N-grams and Markov chains

N-Grams and Markov chains

Rationale

We’ve already developed code that helps to answer the question: How often does a particular unit (character, word) occur in a text? This week, we attempt to answer a slightly more sophisticated question: Which units co-occur in a text, and in which order? This is our first foray into a syntactic analysis of text. Our eventual goal is to be able to use this syntactic model to generate a text that shares statistical properties with a given source text—not just in the distribution of units, but in the sequence of those units.

N-Grams

The first kind of text analysis that we’ll look at today is an n-gram model. An n-gram is simply a sequence of units drawn from a longer sequence; in the case of text, the unit in question is usually a character or a word. The unit of the n-gram is called its level; the length of the n-gram is called its order. For example, the following is a list of all unique character-level order-2 n-grams in the word condescendences:

co
on
nd
de
es
sc
ce
en
nc

And the following is an excerpt from the list of all unique word-level order-5 n-grams from frost.txt:

whose woods these are i
woods these are i think
these are i think i
are i think i know
i think i know his
...

N-grams are used frequently in natural language processing and are a basic tool text analysis. Their applications range from programs that correct spelling to creative visualizations to compression algorithms to generative text. They can be used as the basis of a Markov chain algorithm—and, in fact, that’s one of the applications we’ll be using them for later in this lesson.

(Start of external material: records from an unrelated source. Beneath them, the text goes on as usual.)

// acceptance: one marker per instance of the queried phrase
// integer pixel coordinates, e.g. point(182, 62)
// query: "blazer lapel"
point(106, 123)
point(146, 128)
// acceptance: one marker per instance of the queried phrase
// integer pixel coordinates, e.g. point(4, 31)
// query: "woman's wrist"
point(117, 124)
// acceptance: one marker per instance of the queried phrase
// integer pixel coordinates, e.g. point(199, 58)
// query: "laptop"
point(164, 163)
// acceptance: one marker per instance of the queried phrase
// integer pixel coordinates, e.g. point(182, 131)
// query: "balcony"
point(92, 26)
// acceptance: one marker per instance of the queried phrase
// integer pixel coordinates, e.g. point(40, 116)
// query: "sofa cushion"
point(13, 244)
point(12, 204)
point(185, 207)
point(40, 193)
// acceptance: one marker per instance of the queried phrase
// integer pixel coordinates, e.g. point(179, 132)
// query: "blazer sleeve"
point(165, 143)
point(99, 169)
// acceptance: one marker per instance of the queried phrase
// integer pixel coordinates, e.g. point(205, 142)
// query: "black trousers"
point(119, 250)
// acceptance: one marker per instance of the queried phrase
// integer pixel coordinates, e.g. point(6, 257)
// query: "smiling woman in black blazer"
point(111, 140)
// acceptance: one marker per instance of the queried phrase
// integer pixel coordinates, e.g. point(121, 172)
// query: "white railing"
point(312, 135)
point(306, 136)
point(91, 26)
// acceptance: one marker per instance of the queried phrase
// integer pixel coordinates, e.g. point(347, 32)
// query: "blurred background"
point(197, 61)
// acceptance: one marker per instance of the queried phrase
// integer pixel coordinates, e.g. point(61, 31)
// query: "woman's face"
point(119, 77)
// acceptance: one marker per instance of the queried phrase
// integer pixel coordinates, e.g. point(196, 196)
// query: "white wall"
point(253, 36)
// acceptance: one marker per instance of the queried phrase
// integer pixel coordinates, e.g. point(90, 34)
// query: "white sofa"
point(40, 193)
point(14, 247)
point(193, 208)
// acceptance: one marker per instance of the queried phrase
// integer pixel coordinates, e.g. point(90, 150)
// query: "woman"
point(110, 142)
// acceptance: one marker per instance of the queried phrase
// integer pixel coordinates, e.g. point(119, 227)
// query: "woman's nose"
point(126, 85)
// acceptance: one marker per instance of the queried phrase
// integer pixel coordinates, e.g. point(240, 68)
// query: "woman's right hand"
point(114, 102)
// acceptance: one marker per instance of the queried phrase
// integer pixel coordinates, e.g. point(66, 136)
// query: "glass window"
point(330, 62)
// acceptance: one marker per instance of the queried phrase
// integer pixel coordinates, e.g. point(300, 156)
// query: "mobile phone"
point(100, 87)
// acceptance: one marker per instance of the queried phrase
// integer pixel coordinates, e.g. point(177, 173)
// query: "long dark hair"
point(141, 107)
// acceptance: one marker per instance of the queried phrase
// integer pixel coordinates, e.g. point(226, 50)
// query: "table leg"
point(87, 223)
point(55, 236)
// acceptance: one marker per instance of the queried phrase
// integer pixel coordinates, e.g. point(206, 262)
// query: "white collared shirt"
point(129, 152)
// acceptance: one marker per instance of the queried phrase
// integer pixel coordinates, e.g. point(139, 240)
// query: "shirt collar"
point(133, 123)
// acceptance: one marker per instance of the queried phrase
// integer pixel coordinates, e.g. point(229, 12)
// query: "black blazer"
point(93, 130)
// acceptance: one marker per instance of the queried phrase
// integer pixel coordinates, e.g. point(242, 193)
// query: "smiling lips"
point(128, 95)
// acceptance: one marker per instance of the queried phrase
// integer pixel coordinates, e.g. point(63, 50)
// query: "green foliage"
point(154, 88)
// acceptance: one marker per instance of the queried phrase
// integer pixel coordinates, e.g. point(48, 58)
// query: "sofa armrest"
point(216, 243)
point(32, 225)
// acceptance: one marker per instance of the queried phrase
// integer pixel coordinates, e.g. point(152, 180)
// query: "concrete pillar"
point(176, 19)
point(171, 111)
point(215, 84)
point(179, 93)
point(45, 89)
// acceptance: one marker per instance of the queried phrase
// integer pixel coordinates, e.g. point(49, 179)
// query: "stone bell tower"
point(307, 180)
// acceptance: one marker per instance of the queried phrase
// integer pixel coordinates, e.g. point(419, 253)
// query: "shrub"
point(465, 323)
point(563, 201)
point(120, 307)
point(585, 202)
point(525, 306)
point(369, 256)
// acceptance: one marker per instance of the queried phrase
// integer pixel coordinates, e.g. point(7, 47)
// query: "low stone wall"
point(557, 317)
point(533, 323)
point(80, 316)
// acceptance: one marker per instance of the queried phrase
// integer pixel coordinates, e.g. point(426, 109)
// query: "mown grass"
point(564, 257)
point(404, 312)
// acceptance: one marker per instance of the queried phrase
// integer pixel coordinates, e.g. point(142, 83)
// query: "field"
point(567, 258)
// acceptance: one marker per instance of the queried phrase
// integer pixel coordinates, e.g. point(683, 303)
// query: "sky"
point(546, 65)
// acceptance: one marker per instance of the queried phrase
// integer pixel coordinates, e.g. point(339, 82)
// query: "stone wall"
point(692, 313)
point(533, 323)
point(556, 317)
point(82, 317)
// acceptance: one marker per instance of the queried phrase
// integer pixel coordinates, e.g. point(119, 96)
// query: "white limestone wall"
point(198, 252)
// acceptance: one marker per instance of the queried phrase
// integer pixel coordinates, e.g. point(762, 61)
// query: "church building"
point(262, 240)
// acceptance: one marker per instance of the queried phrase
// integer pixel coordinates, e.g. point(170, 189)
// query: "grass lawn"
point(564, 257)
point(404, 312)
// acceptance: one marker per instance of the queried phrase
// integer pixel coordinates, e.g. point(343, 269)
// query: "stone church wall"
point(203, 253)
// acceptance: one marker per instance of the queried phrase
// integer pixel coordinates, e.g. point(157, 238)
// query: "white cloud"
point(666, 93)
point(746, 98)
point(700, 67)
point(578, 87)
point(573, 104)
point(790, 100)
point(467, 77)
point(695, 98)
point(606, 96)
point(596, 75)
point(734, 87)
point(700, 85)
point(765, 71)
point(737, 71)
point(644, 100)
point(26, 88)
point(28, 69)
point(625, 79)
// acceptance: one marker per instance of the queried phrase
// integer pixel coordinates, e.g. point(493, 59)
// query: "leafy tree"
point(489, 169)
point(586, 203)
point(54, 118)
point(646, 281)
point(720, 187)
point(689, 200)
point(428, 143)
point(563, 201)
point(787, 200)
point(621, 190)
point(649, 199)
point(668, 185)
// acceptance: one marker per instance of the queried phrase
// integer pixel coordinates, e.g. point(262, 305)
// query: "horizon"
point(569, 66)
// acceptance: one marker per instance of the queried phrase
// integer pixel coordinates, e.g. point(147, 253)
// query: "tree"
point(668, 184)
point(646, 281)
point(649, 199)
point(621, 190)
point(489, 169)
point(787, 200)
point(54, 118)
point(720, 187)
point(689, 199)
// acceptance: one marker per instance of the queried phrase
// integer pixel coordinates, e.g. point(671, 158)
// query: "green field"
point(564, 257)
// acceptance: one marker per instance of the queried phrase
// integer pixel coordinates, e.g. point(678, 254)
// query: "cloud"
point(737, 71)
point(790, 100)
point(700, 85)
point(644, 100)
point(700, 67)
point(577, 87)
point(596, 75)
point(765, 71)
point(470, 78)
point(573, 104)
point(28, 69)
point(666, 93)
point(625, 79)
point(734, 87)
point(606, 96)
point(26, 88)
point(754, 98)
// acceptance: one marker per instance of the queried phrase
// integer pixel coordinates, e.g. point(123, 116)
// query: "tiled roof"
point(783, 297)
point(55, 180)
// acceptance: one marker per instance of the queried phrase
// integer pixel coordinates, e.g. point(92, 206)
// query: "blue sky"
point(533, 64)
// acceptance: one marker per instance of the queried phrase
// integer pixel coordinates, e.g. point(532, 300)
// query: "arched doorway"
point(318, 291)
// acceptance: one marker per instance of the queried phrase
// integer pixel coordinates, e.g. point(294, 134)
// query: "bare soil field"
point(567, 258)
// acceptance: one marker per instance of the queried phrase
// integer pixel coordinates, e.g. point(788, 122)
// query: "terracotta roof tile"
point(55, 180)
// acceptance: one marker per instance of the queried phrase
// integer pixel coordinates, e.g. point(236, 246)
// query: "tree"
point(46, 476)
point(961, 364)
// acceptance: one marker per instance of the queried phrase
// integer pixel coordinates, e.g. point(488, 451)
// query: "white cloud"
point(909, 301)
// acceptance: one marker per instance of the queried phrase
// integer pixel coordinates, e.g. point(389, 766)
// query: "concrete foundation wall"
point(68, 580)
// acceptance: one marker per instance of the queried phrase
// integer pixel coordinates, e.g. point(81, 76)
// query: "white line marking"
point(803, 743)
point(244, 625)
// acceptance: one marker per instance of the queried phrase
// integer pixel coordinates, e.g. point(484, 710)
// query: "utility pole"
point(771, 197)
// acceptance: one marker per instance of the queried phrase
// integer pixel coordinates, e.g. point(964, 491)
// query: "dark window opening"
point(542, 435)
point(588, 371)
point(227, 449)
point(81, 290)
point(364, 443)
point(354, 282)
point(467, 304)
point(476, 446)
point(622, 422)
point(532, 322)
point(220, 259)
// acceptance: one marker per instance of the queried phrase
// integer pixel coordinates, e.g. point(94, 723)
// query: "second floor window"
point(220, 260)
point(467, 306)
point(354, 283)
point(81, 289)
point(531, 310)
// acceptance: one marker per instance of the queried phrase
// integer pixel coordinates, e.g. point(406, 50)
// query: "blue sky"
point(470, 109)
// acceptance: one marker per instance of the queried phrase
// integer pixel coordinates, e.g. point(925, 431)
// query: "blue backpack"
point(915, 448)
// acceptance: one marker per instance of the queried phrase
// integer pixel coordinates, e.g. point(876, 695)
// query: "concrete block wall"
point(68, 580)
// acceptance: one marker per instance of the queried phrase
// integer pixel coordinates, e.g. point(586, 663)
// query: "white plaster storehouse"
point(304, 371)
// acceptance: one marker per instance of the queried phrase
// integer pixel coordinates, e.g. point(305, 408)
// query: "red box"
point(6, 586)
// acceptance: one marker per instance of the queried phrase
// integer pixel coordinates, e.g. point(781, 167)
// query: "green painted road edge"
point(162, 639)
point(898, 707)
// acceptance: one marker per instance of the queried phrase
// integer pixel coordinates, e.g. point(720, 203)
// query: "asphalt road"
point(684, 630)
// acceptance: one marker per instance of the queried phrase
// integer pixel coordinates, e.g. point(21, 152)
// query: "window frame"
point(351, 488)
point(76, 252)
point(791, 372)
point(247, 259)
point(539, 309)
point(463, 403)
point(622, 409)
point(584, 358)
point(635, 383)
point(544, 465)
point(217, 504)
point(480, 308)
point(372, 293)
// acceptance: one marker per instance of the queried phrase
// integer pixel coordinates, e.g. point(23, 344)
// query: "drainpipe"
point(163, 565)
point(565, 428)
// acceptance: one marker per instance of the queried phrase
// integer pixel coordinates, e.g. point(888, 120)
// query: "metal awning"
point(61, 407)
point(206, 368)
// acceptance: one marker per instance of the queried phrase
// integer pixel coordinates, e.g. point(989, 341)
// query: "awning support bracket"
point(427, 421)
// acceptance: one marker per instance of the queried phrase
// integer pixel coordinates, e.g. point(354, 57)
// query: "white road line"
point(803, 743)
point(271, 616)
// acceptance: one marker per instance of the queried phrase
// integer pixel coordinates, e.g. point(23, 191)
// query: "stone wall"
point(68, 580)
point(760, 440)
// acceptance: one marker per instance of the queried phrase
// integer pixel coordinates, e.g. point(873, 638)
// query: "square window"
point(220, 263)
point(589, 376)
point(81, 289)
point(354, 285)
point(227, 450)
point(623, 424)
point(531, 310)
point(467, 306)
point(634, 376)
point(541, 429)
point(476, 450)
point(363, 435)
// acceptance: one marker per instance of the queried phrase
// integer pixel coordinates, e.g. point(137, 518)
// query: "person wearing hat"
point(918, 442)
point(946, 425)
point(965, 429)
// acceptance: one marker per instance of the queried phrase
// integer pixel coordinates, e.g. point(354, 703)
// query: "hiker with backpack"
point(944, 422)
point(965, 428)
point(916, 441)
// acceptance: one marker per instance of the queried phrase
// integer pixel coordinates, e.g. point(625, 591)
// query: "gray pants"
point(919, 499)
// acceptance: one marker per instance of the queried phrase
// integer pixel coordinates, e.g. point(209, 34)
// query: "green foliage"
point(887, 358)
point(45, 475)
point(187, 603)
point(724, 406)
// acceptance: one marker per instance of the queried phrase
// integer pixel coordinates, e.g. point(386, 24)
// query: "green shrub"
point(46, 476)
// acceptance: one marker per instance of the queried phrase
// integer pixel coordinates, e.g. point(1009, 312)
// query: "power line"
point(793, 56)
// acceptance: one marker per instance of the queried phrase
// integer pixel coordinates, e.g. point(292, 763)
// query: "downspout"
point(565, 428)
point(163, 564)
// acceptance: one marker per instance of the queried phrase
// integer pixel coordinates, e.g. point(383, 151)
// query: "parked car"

Baby steps: finding and counting word pairs

First off, let’s go after a simple task: finding word pairs in a text. A word pair is essentially a word-level order-2 n-gram; once we have code to find word pairs, we’ll generalize it to handle n-grams of any order. The following program (word_pairs.py) will print out a list of each pairing of two words in the input text:

import sys

# will be a list of lists
pairs = list()

for line in sys.stdin:

  # strip line, break into words
  line = line.strip()
  words = line.split(" ")

  # skip this line if there are fewer than two words on it
  if len(words) < 2:
    continue

  # iterate from 0 up to the length of the list minus one (so we don't
  # inadvertently grab elements from beyond the length of the list)
  for i in range(len(words) - 1):
    pair = words[i:i+2] # i.e., the element at i and the next element
    pairs.append(pair)

# print out pairs
for pair in pairs:
  print ' '.join(pair)

The operation of this program is simple. Each line of the input is broken up into its component words; the list of these words is then iterated over by numerical index. The slice of the word list comprising the current index plus the next index is added to the pairs list; by the end of the outer for loop, pairs will be a list of word pairs, the pairs themselves represented as lists. Finally, we loop over pairs, joining together each entry and then printing them out.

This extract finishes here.